I looked back at the stars and sighed. “I hope so.”
She turned up and propped herself up on one elbow. “If we weren’t sure, why did we do it?”
“They needed to know.”
“Do you think they’ll survive without a leader?”
“If they can just make it until the spores dissipate, they can start to rebuild.”
She flopped back down. “I can’t believe it’s almost over.”
I laughed, but clapped a hand over my mouth when Sam stirred. “It’s hardly even begun.”
“But the spores are gone. Dalen’s gone. What more is left?”

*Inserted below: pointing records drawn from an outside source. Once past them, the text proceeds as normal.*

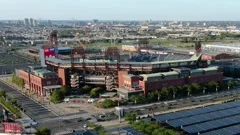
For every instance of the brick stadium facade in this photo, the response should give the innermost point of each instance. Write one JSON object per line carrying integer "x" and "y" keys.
{"x": 130, "y": 84}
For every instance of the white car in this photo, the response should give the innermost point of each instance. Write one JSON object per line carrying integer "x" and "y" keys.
{"x": 66, "y": 100}
{"x": 91, "y": 100}
{"x": 85, "y": 125}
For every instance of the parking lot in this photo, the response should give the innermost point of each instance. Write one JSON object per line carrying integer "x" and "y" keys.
{"x": 8, "y": 63}
{"x": 182, "y": 103}
{"x": 33, "y": 109}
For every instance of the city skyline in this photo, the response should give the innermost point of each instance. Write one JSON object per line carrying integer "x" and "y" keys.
{"x": 199, "y": 10}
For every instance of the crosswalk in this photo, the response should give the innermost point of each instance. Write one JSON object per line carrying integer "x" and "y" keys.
{"x": 63, "y": 133}
{"x": 69, "y": 117}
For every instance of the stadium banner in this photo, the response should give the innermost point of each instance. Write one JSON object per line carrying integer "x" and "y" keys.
{"x": 49, "y": 52}
{"x": 12, "y": 128}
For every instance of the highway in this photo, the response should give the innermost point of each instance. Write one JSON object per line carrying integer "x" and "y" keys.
{"x": 188, "y": 102}
{"x": 33, "y": 109}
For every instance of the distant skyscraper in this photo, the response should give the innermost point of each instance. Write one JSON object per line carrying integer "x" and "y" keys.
{"x": 35, "y": 23}
{"x": 95, "y": 21}
{"x": 31, "y": 22}
{"x": 26, "y": 22}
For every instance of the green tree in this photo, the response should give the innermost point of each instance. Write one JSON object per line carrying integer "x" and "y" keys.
{"x": 130, "y": 117}
{"x": 164, "y": 94}
{"x": 107, "y": 103}
{"x": 211, "y": 86}
{"x": 151, "y": 97}
{"x": 43, "y": 131}
{"x": 21, "y": 83}
{"x": 141, "y": 98}
{"x": 133, "y": 98}
{"x": 143, "y": 41}
{"x": 65, "y": 90}
{"x": 57, "y": 96}
{"x": 94, "y": 93}
{"x": 3, "y": 94}
{"x": 195, "y": 88}
{"x": 85, "y": 89}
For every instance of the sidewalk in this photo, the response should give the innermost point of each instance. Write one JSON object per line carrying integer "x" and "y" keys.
{"x": 61, "y": 109}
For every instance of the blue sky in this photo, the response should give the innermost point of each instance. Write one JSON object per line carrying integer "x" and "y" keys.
{"x": 121, "y": 9}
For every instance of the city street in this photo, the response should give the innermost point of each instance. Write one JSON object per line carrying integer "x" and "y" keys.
{"x": 33, "y": 109}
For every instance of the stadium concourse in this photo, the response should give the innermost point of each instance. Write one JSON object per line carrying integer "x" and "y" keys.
{"x": 221, "y": 119}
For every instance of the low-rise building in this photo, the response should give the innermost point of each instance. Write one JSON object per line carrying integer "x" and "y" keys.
{"x": 38, "y": 80}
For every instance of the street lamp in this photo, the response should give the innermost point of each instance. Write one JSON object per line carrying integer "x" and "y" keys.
{"x": 174, "y": 93}
{"x": 204, "y": 90}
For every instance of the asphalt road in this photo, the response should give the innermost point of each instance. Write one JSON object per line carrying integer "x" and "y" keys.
{"x": 12, "y": 62}
{"x": 33, "y": 109}
{"x": 60, "y": 125}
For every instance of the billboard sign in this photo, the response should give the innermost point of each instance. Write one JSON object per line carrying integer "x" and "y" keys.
{"x": 12, "y": 127}
{"x": 49, "y": 52}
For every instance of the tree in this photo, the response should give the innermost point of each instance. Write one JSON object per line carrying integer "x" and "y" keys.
{"x": 21, "y": 83}
{"x": 212, "y": 86}
{"x": 43, "y": 131}
{"x": 143, "y": 41}
{"x": 94, "y": 93}
{"x": 107, "y": 103}
{"x": 3, "y": 94}
{"x": 130, "y": 117}
{"x": 141, "y": 98}
{"x": 164, "y": 94}
{"x": 85, "y": 89}
{"x": 195, "y": 88}
{"x": 57, "y": 96}
{"x": 65, "y": 90}
{"x": 133, "y": 98}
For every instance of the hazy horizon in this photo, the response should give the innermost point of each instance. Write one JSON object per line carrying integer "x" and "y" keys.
{"x": 136, "y": 10}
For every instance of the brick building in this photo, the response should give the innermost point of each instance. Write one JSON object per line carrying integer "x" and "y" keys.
{"x": 39, "y": 80}
{"x": 131, "y": 84}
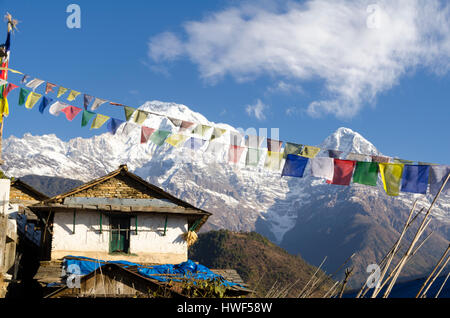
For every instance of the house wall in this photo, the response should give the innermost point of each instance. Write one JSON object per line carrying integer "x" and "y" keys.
{"x": 149, "y": 245}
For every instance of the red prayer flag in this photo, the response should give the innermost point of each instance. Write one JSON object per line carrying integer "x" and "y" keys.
{"x": 146, "y": 132}
{"x": 71, "y": 112}
{"x": 343, "y": 172}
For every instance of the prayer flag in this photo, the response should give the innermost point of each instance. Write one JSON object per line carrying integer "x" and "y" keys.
{"x": 322, "y": 167}
{"x": 34, "y": 83}
{"x": 49, "y": 87}
{"x": 309, "y": 151}
{"x": 292, "y": 149}
{"x": 343, "y": 171}
{"x": 8, "y": 89}
{"x": 294, "y": 166}
{"x": 32, "y": 100}
{"x": 61, "y": 91}
{"x": 44, "y": 103}
{"x": 159, "y": 136}
{"x": 235, "y": 153}
{"x": 23, "y": 95}
{"x": 128, "y": 112}
{"x": 334, "y": 153}
{"x": 415, "y": 178}
{"x": 140, "y": 117}
{"x": 391, "y": 174}
{"x": 97, "y": 102}
{"x": 176, "y": 140}
{"x": 113, "y": 125}
{"x": 87, "y": 99}
{"x": 274, "y": 145}
{"x": 146, "y": 132}
{"x": 86, "y": 117}
{"x": 71, "y": 112}
{"x": 253, "y": 156}
{"x": 72, "y": 95}
{"x": 56, "y": 108}
{"x": 438, "y": 174}
{"x": 99, "y": 120}
{"x": 194, "y": 143}
{"x": 366, "y": 173}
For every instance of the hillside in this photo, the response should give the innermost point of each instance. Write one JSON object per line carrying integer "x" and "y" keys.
{"x": 261, "y": 264}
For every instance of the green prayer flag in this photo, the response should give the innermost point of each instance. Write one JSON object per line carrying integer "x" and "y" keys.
{"x": 23, "y": 96}
{"x": 159, "y": 136}
{"x": 366, "y": 173}
{"x": 292, "y": 149}
{"x": 87, "y": 115}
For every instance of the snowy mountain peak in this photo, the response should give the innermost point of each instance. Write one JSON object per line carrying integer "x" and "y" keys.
{"x": 346, "y": 140}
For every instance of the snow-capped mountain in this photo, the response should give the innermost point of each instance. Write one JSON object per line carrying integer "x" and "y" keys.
{"x": 240, "y": 197}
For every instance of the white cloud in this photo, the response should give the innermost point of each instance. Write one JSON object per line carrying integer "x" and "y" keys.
{"x": 257, "y": 110}
{"x": 354, "y": 51}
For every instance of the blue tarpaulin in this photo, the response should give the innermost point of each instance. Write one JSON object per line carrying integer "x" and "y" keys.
{"x": 80, "y": 265}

I gestured around us at the desert. “Almost everyone in the country is dead. We have no infrastructure, no government. Even without the spores, we have a long way to go before things ever become normal again.”
Zena sighed. “I forgot.” She was silent for a moment. “Is it horrible that I’m glad my parents are dead?”
“Maybe.” When she huffed, I amended my statement. “But I can understand. They were pretty horrible to you.”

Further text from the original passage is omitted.